One of relatively few reactions that takes place directly between two solids at room temperature is $$ \mathrm{Ba}(\mathrm{OH})_{2} \cdot 8 \mathrm{H}_{2} \mathrm{O}(s)+\mathrm{NH}_{4} \mathrm{SCN}(s) \longrightarrow $$ In this equation, the \(\cdot 8 \mathrm{H}_{2} \mathrm{O}\) in \(\mathrm{Ba}(\mathrm{OH})_{2} \cdot 8 \mathrm{H}_{2} \mathrm{O}\) indicates the pres- ence of eight water molecules. This compound is called barium hydroxide octahydrate. a. Balance the equation. b. What mass of ammonium thiocyanate \(\left(\mathrm{NH}_{4} \mathrm{SCN}\right)\) must be used if it is to react completely with \(6.5 \mathrm{~g}\) barium hydroxide octahydrate?

First, we need to identify the products of the reaction. The given reactants are barium hydroxide octahydrate (Ba(OH)2 · 8H2O) and ammonium thiocyanate (NH4SCN). The products of this reaction are barium thiocyanate (Ba(SCN)2) and water (H2O) and ammonia (NH3). Unbalanced equation: \(Ba(OH)_2 \cdot 8 H_2O(s) + NH_4SCN(s) \rightarrow Ba(SCN)_2(s) + H_2O(l) + NH_3(g) \) Now, balance the elements in the equation one by one: 1. There are 2 SCN in the product side, so we need 2 moles of NH4SCN on the reactant side. Update the equation: \(Ba(OH)_2 \cdot 8 H_2O(s) + 2NH_4SCN(s) \rightarrow Ba(SCN)_2(s) + H_2O(l) + NH_3(g) \) 2. Now, balance the hydrogen and oxygen atoms. There are (2+16) 18 hydrogen atoms and 8 oxygen atoms on the reactant side. On the product side, we require 1 mole of water and 2 moles of ammonia to balance these atoms. Update the equation: \(Ba(OH)_2 \cdot 8 H_2O(s) + 2NH_4SCN(s) \rightarrow Ba(SCN)_2(s) + 9H_2O(l) + 2NH_3(g) \) Now the chemical equation is balanced.

To calculate the mass of ammonium thiocyanate (NH4SCN) required, we can use stoichiometry. The balanced chemical equation gives us the mole ratio of reactants and products.
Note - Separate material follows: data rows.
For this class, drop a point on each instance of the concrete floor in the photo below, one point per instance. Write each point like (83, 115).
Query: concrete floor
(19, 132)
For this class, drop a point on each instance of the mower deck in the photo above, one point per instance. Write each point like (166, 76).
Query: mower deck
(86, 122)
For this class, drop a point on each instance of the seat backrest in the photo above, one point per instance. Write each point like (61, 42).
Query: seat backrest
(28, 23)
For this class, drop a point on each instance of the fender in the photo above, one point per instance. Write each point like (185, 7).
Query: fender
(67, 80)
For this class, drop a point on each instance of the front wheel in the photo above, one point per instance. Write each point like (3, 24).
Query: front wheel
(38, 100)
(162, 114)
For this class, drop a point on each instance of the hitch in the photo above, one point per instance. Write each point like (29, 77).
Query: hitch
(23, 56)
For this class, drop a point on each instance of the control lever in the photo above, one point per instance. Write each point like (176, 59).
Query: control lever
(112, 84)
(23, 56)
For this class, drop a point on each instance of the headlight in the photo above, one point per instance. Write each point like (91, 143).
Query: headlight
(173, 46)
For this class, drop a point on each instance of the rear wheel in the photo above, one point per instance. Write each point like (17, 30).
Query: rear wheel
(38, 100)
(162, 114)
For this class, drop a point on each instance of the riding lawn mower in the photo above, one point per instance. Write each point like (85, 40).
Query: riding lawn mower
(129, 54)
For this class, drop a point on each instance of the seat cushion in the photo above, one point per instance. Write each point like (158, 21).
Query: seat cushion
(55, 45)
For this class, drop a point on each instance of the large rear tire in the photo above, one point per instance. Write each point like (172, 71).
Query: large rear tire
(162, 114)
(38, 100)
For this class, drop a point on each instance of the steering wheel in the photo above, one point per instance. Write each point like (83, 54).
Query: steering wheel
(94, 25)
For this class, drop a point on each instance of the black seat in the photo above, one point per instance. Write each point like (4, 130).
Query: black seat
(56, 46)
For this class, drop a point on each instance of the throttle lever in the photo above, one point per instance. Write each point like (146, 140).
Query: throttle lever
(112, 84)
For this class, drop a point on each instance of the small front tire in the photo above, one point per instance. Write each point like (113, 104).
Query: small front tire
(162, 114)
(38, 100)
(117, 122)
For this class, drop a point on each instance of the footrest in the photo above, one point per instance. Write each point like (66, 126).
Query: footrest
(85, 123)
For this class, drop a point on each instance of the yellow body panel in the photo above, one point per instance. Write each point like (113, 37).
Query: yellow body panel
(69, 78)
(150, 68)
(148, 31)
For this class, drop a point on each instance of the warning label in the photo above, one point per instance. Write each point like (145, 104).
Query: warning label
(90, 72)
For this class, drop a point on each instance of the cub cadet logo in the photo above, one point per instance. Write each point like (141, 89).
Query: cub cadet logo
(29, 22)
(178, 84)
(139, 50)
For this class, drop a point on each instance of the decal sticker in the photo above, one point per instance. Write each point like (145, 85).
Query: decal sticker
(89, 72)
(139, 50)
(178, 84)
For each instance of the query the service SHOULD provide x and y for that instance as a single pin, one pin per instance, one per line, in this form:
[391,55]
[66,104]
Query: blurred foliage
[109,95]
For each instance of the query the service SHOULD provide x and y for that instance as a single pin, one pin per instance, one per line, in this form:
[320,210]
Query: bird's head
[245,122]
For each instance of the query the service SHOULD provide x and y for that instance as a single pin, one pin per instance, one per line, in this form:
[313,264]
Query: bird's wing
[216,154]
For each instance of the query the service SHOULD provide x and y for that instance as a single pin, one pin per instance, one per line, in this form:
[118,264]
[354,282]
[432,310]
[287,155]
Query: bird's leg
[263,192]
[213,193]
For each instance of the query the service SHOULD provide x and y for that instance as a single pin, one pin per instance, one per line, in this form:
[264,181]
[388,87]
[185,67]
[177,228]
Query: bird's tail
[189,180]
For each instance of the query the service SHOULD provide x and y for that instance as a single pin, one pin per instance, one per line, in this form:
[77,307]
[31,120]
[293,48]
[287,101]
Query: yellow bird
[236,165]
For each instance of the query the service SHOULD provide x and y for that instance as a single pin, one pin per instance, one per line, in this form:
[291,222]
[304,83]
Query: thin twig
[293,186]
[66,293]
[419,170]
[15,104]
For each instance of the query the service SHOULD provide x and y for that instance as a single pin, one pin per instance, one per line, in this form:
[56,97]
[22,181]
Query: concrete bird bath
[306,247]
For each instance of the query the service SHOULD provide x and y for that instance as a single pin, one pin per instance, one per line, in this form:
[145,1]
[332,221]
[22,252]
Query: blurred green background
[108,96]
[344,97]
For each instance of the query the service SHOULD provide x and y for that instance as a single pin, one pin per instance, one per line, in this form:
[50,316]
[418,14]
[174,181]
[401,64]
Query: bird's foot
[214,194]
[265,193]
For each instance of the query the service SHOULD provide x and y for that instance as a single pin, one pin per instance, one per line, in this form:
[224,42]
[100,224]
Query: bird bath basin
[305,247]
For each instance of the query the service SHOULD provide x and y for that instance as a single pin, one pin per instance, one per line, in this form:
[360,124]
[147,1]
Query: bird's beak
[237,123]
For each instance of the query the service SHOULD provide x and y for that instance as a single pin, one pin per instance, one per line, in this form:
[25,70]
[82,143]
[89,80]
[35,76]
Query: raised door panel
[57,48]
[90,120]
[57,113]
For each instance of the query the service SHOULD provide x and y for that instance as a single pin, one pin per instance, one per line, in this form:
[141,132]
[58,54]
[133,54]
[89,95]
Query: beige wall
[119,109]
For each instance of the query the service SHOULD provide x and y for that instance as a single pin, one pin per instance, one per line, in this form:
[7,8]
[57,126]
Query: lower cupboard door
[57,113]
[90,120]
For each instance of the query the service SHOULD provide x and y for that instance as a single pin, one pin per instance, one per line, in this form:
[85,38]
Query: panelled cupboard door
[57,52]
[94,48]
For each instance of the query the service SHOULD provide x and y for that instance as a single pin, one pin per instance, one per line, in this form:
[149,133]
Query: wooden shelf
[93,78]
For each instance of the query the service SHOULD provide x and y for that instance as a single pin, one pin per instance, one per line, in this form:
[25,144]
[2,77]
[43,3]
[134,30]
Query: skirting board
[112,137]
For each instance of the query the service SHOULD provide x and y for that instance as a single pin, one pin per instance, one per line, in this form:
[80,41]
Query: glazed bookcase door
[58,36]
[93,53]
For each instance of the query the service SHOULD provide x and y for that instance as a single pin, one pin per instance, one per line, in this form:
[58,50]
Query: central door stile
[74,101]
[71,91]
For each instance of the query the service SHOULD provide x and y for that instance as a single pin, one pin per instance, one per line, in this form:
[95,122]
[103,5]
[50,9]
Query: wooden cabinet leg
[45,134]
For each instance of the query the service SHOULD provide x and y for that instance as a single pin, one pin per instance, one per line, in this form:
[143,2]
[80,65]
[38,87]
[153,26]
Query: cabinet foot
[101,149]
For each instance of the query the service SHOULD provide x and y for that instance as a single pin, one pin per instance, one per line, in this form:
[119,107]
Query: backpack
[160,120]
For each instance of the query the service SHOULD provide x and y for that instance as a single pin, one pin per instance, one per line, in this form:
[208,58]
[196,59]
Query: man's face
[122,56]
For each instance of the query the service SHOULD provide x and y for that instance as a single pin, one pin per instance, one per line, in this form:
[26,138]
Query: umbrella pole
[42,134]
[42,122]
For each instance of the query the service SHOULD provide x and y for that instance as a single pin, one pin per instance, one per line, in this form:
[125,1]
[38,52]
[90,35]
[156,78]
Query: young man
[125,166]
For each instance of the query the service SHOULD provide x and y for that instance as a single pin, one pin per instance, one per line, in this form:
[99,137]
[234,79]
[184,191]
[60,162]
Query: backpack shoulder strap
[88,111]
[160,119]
From the balanced equation: \(1 \: mole \: Ba(OH)_2 \cdot 8H_2O \: \rightarrow \: 2 \: moles \: NH_4SCN\) First, we need to calculate the number of moles of barium hydroxide octahydrate (Ba(OH)2 · 8H2O) in 6.5 g. Molar mass of Ba(OH)2 · 8H2O: \(137.3 (Ba) + 2 \times 15.999 (O) + 2 \times 1.008 (H) + 8 \times (2 \times 1.008 (H) + 15.999 (O)) \\ = 137.3 + 31.998 + 16.032 + 8 \times 18.015 \\ = 315.51 \: g/mol\) Moles of Ba(OH)2 · 8H2O = \(\frac{6.5}{315.51} = 0.0206 \: moles\) Using stoichiometry, we can find the moles of ammonium thiocyanate (NH4SCN) required: Moles of NH4SCN = \(0.0206 \times 2 = 0.0412 \: moles\) Now, calculate the mass of 0.0412 moles of NH4SCN: Molar mass of NH4SCN: \(14.007 (N) + 4 \times 1.008 (H) + 32.065 (S) + 12.011 (C) + 14.007 (N) \\ = 14.007 + 4.032 + 32.065 + 12.011 + 14.007 \\ = 76.122 \: g/mol\) Mass of NH4SCN = \(0.0412 \times 76.122 = 3.14 \: g\) Thus, 3.14 g of ammonium thiocyanate (NH4SCN) must be used to react completely with 6.5 g of barium hydroxide octahydrate (Ba(OH)2 · 8H2O).